Now thinking about there are certainly 'mundane defaults' common to both settings. Humanity is the dominant PoV races in each. Magic items are rare-ish to very rare. Proficient magic users are slightly rarely than literacy itself. People can get wounded and be out for a while. People, even significantly bad ass people, can die in combat and treat that as a real risk. Monsters are pretty rare.
The point of which, I suppose, is that it is perfectly possible to have both 'fantastic defaults' and 'mundane defaults' as coexistent themes or strains of the same setting.
Heck, two of the underlying assumptions of Conan - which I would certainly peg as 'mundane default' - are explicitly 'A Wizard did it' and '...the answer is, CTHULU! Roll for SAN, your world is DOOMED!'
Yes, I think this is it exactly. In 1e/2e, powerful classes were balanced (or "balanced") by having very high ability score requirements, suggesting that such characters are rare in the world at large. In 3e, anyone can be any class... but you're going to suck at it unless you have good ability scores in the right order. There may be many NPC paladins, but most of them will basically be religiously-themed fighters with fewer feats. The "true" paladins (the 1e/2e power level kind) are still rare.Reynard said:Here's the thing though, even if you want to assume no prereqs and people have as open an opportunity to join a PC class as the PCs do (a bad idea, IMO), but you figure that either everyone rolls 3d6 for their stats or has a "standard array", things like powerful clerics and wizards aren't much of an issue. Bishop Bob the 10th level cleric of Whatsertown can still only cast 2nd or 3rd level spells, is relatively weak in many areas because of low stats and doesn't have access to nearly the range of items or options that PCs do because he doesn't go trolling around in deep, dank, monster infested holes.
ruleslawyer said:I was referring to the d20 game systems rather than the underlying literature, but your post is just too genius to ignore. I think that AGoT and Black Company actually are probably the ideal settings to discuss that unique balance between the mundane and the fantastic.
In Black Company, people know what a wizard is. They recognize the existence of other dimensions, strange monsters, and bizarre artifacts... *but* they're still, for the most part, ordinary Joes at heart. They inhabit a fantastical *environment*, but with an understandable culture.
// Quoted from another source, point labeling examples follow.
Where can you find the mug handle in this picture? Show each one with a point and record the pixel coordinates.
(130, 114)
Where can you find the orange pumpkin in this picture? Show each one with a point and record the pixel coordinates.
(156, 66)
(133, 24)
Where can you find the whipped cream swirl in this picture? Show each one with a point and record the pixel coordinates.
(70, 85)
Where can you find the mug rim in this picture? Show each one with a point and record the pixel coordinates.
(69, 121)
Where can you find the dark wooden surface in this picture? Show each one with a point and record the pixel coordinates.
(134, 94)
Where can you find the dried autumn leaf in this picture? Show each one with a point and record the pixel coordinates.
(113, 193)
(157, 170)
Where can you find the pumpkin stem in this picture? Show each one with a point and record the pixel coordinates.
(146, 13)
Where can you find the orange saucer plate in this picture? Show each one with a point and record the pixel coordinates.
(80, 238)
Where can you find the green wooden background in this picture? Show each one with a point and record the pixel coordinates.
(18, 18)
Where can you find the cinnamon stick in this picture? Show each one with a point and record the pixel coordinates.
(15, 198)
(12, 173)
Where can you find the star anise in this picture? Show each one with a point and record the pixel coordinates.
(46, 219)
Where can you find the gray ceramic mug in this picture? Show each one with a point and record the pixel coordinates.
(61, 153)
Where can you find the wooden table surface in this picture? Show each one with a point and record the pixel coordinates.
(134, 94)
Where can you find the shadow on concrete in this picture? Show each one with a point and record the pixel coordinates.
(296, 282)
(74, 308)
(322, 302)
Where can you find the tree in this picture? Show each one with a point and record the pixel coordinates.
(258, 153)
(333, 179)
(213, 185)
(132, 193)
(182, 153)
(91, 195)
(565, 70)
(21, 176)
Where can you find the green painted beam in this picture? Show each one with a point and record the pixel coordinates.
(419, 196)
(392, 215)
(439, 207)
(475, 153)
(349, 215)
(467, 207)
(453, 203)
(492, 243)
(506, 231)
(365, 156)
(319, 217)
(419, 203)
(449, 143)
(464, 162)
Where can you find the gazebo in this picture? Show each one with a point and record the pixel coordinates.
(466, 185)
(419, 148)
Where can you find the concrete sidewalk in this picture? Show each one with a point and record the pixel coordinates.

This is actually where I think that fantasy can go off the rails... by becoming too culturally alien rather than too visually or environmentally fantastical. Living in a city that features a six-thousand-foot-tall windowless black basalt tower, or in the midst of a seventeen-year dire winter, or in a ten-mile-long submersible vessel cruising infinite underwater depths, are all things that can be visually striking and a far cry from Tolkien, but if we start with a baseline of familiar human psychological and cultural motivation, and *then* alter it to fit the events of the world and underlying circumstances, it can still be familiar enough to maintain that tension between the everyday and the special that's so important to any adventure narrative.
Starting with unfamiliar cultures and motivations, on the other hand, can take one off the rails quite quickly. Moorcock (one of the iconic literary inspirations for D&D, IMO) is interesting in this regard; in at least two cases (Corum and Elric), he starts with characters who come from cultures and mindsets that aren't easily cognizable to the reader. The only humans who show up in the entire first book of the Elric saga are the poor wretches being tortured to death by Doctor Jest. Working with that kind of world (which is sort of suggested as the tiefling default for 4e) can, IMO, be quite tricky.